Female voters drawn to Romney this time

Economic focus, image resonating

November 07, 2011|By Matt Viser, Globe Staff
  • Supporters cheered Mitt Romney at a rally in Concord, N.H., late last month.
Supporters cheered Mitt Romney at a rally in Concord, N.H., late last month. (Jim Cole/Associated Press )

EXETER, N.H. - Over the course of Mitt Romney’s second presidential campaign, his advisers have repeatedly seen something in public and independent polls that was not true in his previous campaigns: he’s regularly winning a larger share of support among women than men.

“We’ve seen that difference for a while,’’ Neil Newhouse, Romney’s pollster, said last week after delivering a presentation in Washington on “Walmart Moms,’’ which he views as a key demographic in the upcoming election. “It may be that, to women, experience makes more of a difference. Experience, leadership - it’s the intangibles.’’

The small but persistent gender gap seems to have emerged because, women say, they appreciate Romney’s values, family story, business background - and, yes, his chiseled good looks - while being less interested in the ideological critiques that seem to be causing him more problems with male voters. It amounts to seeing him through a different lens.

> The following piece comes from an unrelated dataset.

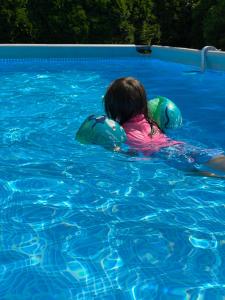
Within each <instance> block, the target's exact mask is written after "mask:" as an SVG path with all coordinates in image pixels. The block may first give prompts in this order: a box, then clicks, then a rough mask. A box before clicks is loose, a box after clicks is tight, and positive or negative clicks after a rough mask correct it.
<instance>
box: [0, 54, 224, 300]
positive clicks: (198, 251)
mask: <svg viewBox="0 0 225 300" xmlns="http://www.w3.org/2000/svg"><path fill="white" fill-rule="evenodd" d="M192 69H193V68H191V67H188V66H184V65H178V64H172V63H166V62H160V61H157V60H148V59H129V58H127V59H117V60H113V59H112V60H110V59H107V60H100V59H99V60H93V59H84V60H50V61H47V60H36V61H35V60H21V61H16V60H14V61H3V60H2V61H0V121H1V126H0V131H1V135H0V139H1V143H0V204H1V206H0V207H1V214H0V299H1V300H2V299H3V300H9V299H10V300H11V299H13V300H28V299H29V300H30V299H34V300H42V299H44V300H68V299H71V300H75V299H76V300H78V299H79V300H81V299H85V300H86V299H87V300H89V299H97V300H101V299H102V300H103V299H104V300H106V299H107V300H109V299H110V300H111V299H116V300H117V299H125V300H128V299H135V300H142V299H147V300H149V299H174V300H180V299H198V300H200V299H210V300H211V299H221V300H222V299H224V298H225V271H224V270H225V205H224V200H225V181H224V180H222V179H212V178H204V177H193V176H187V175H186V174H185V173H184V172H182V171H179V170H177V169H175V168H173V167H172V166H169V165H167V164H166V163H165V162H163V161H160V160H154V159H151V160H137V159H136V160H135V159H131V158H127V157H124V156H122V155H120V154H115V153H110V152H107V151H106V150H104V149H102V148H100V147H98V146H84V145H80V144H78V143H77V142H76V141H75V139H74V136H75V132H76V131H77V129H78V128H79V126H80V124H81V123H82V121H83V120H84V118H86V116H88V115H90V114H93V113H96V114H101V113H102V112H103V107H102V95H103V94H104V92H105V89H106V87H107V86H108V84H109V83H110V82H111V81H112V80H113V79H115V78H117V77H121V76H134V77H137V78H138V79H140V80H141V81H142V82H143V84H144V85H145V87H146V90H147V92H148V96H149V98H153V97H154V96H156V95H164V96H167V97H169V98H171V99H173V100H174V101H175V102H176V103H177V104H178V106H179V107H180V109H181V111H182V113H183V118H184V126H183V128H182V129H179V130H177V131H174V132H171V136H172V137H174V138H176V139H180V140H184V141H186V142H188V143H191V144H193V145H197V146H201V147H207V148H217V149H223V150H224V149H225V138H224V129H225V73H222V72H206V73H204V74H198V73H192V72H188V71H191V70H192Z"/></svg>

“He is just a gentleman. He’s a good man, a good American family man,’’ Linda Thurlow, a 45-year-old stay-at-home mother from York, Maine, said as she prepared to take the ice at a local hockey rink here.

Romney’s strength with female voters - they support him by about five percentage points more than men do - was not something he saw in his 2002 campaign for governor nor his 2008 presidential run.

This time around, Romney’s campaign has significantly softened his image. He rarely wears a suit and tie and he downplays talk of social issues, such as opposition to abortion, and focuses on economic concerns. He often talks about his family - his son Tagg recently sent a video on Twitter of Romney tossing snowballs with the family - and his wife, Ann, has been a frequent presence on the stump.

During a recent trip to Nashua, for example, she talked of the rivalry she and her future husband had in a college poetry class. She also grew emotional as she told a group of women how supportive her husband has been during her battles with multiple sclerosis.

“He said, ‘I’m fine with you if you’re in the wheelchair, that doesn’t matter to me, I love you for who you are,’ ’’ she said. ‘ “I don’t care whether you can’t get dinner on the table anymore, I don’t care. I can eat toast and cereal for the rest of my life. But together we can still do anything.’ ’’

The approach resonates with some voters. According to a Fox News poll, Romney got the support of 23 percent of Republican women nationally, compared with 17 percent for Georgia businessman Herman Cain; 11 percent for Governor Rick Perry of Texas; and 10 percent for Newt Gingrich, former House speaker.